Trade of The Day – EUR/USD
Facts:
- The rate maintains an upward dynamic according to the structure of the EMA100 and EMA200 averages.
- The MACD line has crossed the signal line and maintains a “spread” over the past few days.
- The rate remains in the upward trend channel (red line).
- The rate defended the FIBO 38.2 level and exceeded EMA100.
- Interest rate contracts according to Bloomberg indicate that the market currently prices an aggressive path of rate cuts by the FED (3 cuts with a 100% probability and a 40% probability of 4 cuts by the end of 2026) – at the same time, the market does not foresee any certain cuts from the ECB.
Trade: LONG EURUSD at market price
- Target: 1.215
- Stop: 1.117
EURUSD (D1)

Source: xStation5
Opinion: The Euro has strengthened against the dollar over the past year. This is a culmination of the dovish policy of the FED compared to the ECB. The market has already priced in at least 2-3 cuts of 25 basis points, but investors may underestimate the degree of change in U.S. monetary policy. In May, Jerome Powell’s term as FED chairman ends. He may be replaced by one of Donald Trump’s loyalists. This would mean a change in the imperative of FED/FOMC operations, and the new committee composition will focus monetary policy on short-term growth, financing critical U.S. debt levels, and maintaining the “AI Bull Market,” which is critically dependent on cheap credit.
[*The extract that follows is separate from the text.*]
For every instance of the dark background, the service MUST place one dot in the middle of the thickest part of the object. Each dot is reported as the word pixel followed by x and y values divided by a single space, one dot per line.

At the same time, Europe’s competitiveness favors it, as the U.S. increasingly desperately tries to defend its market against European products, but the U.S. trade deficit with Europe is enormous — according to Census.gov, by August 2025, the U.S. has already reached a $165 billion trade deficit.
Methodology and assumptions:
- The recommendation is based on technical analysis of the EURUSD chart, particularly the MACD indicator, Fibonacci levels, and EMA, as well as fundamental analysis, including trade balance and implied interest rate differences based on Bloomberg Finance Lp data.
- The target level was determined based on the upward trend line (red line) and previous peaks from 2020, which may prove to be a strong resistance zone.
- The stop-loss order is based on the FIBO 61.8 level of the last upward wave, the breach of which threatens the realization of the upward scenario.